Sometimes situations can overwhelm us and even if we don’t want to keep thinking about it, we do. Our thoughts keeps racing and racing, until we have thought of every bad scenario possible. There does not seem to be any escape. Can we get out of this vicious cycle?
According to the expert panel at Psychology Today repressing anxious thoughts won’t work; they will just come back, sometimes with more intensity. But there are more effective techniques you can borrow from mindfulness-based stress reduction and cognitive-behavioural therapies:
1. Attempt cognitive distancing
We have been hearing about social distancing strategies, why not try cognitive distancing? Try to see your anxious thoughts as guesses, not as facts. Your mind is trying to protect you by predicting what could happen—but just because something could happen doesn’t mean it will. Look at objective evidence: How likely is it that the negative outcome will actually happen? Is there anything good that might happen instead?
2. Practice mindfulness
Practice observing your thoughts, rather than reacting automatically to them.
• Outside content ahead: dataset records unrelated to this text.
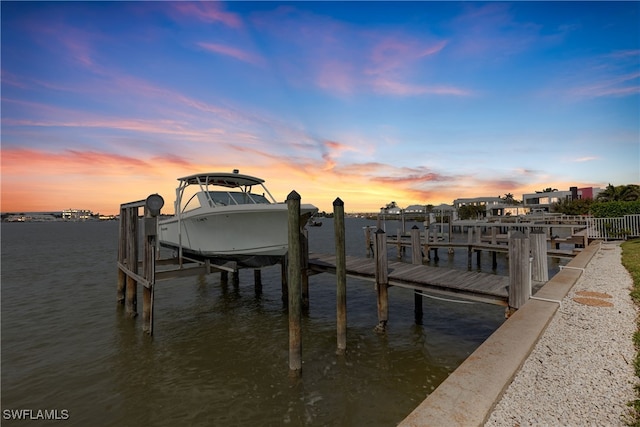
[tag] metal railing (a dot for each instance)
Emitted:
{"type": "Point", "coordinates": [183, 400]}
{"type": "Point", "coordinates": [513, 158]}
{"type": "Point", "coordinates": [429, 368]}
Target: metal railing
{"type": "Point", "coordinates": [614, 228]}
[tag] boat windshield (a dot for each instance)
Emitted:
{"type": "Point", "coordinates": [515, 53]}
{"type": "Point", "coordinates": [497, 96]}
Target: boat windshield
{"type": "Point", "coordinates": [225, 198]}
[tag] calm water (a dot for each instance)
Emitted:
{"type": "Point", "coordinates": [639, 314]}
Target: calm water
{"type": "Point", "coordinates": [219, 355]}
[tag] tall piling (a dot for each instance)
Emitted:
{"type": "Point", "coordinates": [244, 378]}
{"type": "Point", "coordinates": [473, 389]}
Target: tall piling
{"type": "Point", "coordinates": [122, 257]}
{"type": "Point", "coordinates": [519, 270]}
{"type": "Point", "coordinates": [382, 280]}
{"type": "Point", "coordinates": [416, 259]}
{"type": "Point", "coordinates": [131, 297]}
{"type": "Point", "coordinates": [539, 266]}
{"type": "Point", "coordinates": [341, 276]}
{"type": "Point", "coordinates": [294, 282]}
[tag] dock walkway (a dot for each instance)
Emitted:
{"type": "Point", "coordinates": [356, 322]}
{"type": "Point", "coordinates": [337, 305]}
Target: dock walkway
{"type": "Point", "coordinates": [477, 286]}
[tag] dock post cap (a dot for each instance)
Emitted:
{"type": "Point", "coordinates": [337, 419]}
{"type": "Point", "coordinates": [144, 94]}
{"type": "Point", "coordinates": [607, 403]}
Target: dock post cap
{"type": "Point", "coordinates": [293, 195]}
{"type": "Point", "coordinates": [154, 203]}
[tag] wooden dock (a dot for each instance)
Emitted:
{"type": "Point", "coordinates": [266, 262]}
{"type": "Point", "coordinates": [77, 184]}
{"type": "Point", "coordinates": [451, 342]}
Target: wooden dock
{"type": "Point", "coordinates": [470, 285]}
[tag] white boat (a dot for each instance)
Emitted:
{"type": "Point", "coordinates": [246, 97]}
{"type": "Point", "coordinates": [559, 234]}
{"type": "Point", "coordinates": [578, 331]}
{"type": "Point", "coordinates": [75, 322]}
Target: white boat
{"type": "Point", "coordinates": [230, 216]}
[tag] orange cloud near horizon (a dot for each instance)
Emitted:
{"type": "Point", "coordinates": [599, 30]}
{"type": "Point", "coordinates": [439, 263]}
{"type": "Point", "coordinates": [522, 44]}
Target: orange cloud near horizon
{"type": "Point", "coordinates": [38, 181]}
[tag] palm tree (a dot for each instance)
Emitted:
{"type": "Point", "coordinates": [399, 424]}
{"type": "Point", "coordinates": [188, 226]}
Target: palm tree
{"type": "Point", "coordinates": [509, 200]}
{"type": "Point", "coordinates": [621, 193]}
{"type": "Point", "coordinates": [547, 190]}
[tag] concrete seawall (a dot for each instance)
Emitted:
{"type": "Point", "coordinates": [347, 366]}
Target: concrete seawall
{"type": "Point", "coordinates": [468, 396]}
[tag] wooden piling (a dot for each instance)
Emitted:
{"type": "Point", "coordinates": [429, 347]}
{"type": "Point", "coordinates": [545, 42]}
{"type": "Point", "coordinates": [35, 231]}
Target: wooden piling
{"type": "Point", "coordinates": [149, 269]}
{"type": "Point", "coordinates": [122, 257]}
{"type": "Point", "coordinates": [382, 280]}
{"type": "Point", "coordinates": [131, 297]}
{"type": "Point", "coordinates": [416, 250]}
{"type": "Point", "coordinates": [416, 258]}
{"type": "Point", "coordinates": [539, 266]}
{"type": "Point", "coordinates": [257, 281]}
{"type": "Point", "coordinates": [304, 267]}
{"type": "Point", "coordinates": [224, 278]}
{"type": "Point", "coordinates": [341, 276]}
{"type": "Point", "coordinates": [367, 240]}
{"type": "Point", "coordinates": [519, 270]}
{"type": "Point", "coordinates": [284, 272]}
{"type": "Point", "coordinates": [294, 280]}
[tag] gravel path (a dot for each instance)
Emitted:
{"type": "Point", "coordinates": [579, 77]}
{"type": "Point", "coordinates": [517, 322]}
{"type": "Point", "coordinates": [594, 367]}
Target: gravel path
{"type": "Point", "coordinates": [581, 370]}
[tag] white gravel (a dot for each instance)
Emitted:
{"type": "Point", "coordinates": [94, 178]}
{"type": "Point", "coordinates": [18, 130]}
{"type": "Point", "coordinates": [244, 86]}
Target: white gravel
{"type": "Point", "coordinates": [581, 370]}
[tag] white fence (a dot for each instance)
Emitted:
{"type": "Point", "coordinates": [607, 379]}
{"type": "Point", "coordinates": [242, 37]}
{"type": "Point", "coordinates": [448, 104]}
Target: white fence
{"type": "Point", "coordinates": [614, 228]}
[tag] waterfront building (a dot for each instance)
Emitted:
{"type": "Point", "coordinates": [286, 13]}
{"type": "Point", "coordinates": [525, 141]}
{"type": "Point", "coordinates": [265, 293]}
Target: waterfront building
{"type": "Point", "coordinates": [76, 214]}
{"type": "Point", "coordinates": [543, 201]}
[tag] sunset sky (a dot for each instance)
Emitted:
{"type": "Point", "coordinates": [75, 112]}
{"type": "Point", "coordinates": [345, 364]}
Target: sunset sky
{"type": "Point", "coordinates": [414, 102]}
Think of your thoughts as clouds floating by. Which draw you in and which make you want to run away? Is there a way you can untangle yourself and just observe your thoughts, rather than reacting?
3. Get up and get going
Worrying over an issue without creating a solution will not help you solve the problem. It may, in fact, make you less likely to act by feeding your anxiety. When your mind is stuck in a loop, you can interrupt it by getting up and moving around or doing a different task or activity. When you sit back down, you should have a different perspective.